Not checking your portfolios as often would probably be a good thing. I think it really does help people to stay focused on the long term when they are not checking their portfolio to see how it's reacting every single day. I think that’s a huge one.
Just being cognizant of the long-term effects of inflation--and that can just be a matter of either doing it yourself or asking your financial advisor to just show you some numbers. Say, if inflation is 3%, and my bonds do 2.5%, or inflation is 3% and my equities have dividends of 3% and you grow that dividend at a certain rate, how much do I have in 10 years? Look at the numbers. The numbers are the numbers. They are based on some assumptions, but you can see what they are.
So, for example, if you bought $1 million worth of bonds from Abbott Labs, J&J, Microsoft, and Wal-Mart right now--all wonderful businesses--yielding about 2.5% on average. Of course, that yield doesn’t grow at all.
If you assume a 3% inflation over the next decade, you will have $80,000 less in 10 years' time after adjusting for inflation.
If you buy the equities of those companies, and they raise dividends at a reasonably slower pace than they have over the past several years, you will have about $50,000 more after inflation. That is the price of safety.
Stipp: It's actually as stark as losing money versus gaining money for that safety, that feeling of safety to them?
Dorsey: Losing money after inflation. I think that’s what people forget many times.
What they say is, "Well, it's a bond issued by Microsoft or J&J" or whatever it might be ... "I'll get my money back." Yes, you will get your money back in today's dollars, but you will not necessarily get your money back in the dollars of 10 years from now.
Inflation is real, even at a 2% or 3% rate, it compounds quite a bit over a long period of time. And if you are thinking about college education, tuition inflation has run 6% a year for the past couple of decades. So you'd be even further in the hole, and that loss of purchasing power, again over longer time periods, can be very real and very painful for investors who don’t keep it in mind.
Stipp: The last thing that you had said to me, Pat, is the future for the investment, the future performance of the investment, is not going to depend on just what it did in the last month. You really have to look at something else before you invest.
Dorsey: Yes, exactly. The future returns you get depend on the price you pay today, not the returns you got over the past decade.

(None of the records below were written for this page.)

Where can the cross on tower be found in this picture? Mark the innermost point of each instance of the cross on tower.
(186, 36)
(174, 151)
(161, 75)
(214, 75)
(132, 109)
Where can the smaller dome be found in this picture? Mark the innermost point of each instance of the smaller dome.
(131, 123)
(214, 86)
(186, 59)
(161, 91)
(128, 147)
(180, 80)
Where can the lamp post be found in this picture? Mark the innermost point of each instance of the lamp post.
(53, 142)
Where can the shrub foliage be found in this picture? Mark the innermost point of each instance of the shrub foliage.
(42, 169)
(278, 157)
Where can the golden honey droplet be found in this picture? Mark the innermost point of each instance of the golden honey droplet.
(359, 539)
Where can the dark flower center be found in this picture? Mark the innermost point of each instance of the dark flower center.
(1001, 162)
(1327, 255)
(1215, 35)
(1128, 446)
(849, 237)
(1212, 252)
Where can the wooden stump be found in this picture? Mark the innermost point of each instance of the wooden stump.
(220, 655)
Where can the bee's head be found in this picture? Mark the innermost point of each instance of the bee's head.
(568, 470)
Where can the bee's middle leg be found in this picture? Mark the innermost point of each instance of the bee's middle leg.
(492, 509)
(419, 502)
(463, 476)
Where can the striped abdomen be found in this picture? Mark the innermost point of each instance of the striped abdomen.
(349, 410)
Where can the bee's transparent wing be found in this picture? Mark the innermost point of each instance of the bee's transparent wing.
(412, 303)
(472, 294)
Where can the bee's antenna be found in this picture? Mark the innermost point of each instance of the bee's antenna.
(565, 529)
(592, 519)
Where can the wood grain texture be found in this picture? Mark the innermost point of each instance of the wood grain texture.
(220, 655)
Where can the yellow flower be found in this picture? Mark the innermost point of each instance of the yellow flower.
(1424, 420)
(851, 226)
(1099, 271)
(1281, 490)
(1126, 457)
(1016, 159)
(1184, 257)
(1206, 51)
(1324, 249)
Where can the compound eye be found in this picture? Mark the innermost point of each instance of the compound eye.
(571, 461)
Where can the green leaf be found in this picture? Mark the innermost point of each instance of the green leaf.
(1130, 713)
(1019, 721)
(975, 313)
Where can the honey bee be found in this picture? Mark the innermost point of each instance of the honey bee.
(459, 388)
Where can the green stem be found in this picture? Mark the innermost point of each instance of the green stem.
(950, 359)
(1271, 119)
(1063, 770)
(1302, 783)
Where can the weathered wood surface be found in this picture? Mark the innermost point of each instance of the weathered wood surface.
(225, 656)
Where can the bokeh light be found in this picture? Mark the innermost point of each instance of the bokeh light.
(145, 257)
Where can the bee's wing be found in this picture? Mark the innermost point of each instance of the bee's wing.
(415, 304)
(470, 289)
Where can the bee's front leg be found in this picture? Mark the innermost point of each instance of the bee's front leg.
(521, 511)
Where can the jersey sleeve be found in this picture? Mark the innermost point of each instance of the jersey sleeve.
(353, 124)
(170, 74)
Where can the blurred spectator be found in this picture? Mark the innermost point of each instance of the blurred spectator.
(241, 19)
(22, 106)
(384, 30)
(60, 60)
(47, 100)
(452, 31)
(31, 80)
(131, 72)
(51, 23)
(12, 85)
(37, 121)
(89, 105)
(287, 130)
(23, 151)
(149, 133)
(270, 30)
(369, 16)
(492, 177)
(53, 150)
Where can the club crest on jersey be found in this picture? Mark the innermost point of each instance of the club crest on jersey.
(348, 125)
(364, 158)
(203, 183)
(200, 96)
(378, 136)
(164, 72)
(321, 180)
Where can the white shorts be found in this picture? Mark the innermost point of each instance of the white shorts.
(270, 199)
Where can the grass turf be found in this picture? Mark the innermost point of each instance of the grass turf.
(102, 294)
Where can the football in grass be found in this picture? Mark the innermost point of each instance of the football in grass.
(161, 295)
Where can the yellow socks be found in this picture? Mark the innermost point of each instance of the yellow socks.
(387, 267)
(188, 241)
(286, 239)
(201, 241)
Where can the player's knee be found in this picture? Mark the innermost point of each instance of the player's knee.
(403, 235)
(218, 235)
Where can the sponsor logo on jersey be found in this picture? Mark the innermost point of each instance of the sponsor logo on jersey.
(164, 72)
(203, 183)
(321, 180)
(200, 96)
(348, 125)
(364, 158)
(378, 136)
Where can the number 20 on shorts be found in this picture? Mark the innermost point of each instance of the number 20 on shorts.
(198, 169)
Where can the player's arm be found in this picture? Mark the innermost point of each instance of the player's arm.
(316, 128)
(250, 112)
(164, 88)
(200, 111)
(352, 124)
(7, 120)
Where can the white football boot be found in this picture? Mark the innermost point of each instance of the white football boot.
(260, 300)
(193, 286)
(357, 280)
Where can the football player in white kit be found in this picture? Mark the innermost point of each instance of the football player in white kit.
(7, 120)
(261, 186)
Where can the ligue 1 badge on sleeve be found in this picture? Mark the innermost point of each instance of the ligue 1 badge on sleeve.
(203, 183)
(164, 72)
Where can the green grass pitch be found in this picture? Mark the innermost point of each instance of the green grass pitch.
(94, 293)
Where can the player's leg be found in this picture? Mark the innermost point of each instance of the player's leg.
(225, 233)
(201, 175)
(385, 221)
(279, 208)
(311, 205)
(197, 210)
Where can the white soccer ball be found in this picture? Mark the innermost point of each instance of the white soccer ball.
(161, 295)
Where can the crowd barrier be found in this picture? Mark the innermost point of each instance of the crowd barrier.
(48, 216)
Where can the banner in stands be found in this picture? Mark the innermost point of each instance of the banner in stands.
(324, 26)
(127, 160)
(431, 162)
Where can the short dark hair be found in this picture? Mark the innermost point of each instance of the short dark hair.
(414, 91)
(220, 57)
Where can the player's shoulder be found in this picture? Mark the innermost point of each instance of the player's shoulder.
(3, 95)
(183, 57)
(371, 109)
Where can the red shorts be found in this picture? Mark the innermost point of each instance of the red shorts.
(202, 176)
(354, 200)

It's that simple.
I think after a decade of pretty awful equity returns in the U.S.--because, of course, we were starting from very high valuations 10 years ago--it's natural to say, "Equities have been terrible over the past 10 years; bonds have been great. Why wouldn’t that continue?" But the past has nothing to do with the future when it comes to what returns an asset will generate. It all depends on the price you pay today and right now you are paying a very, very high price for safety. So the returns on safety are likely to be disappointing.
Stipp: Pat, some very critical insights on risk and how you frame it. Thanks for joining me today.
Dorsey: Always happy to be here.
Stipp: For Morningstar, I'm Jason Stipp. Thank for watching.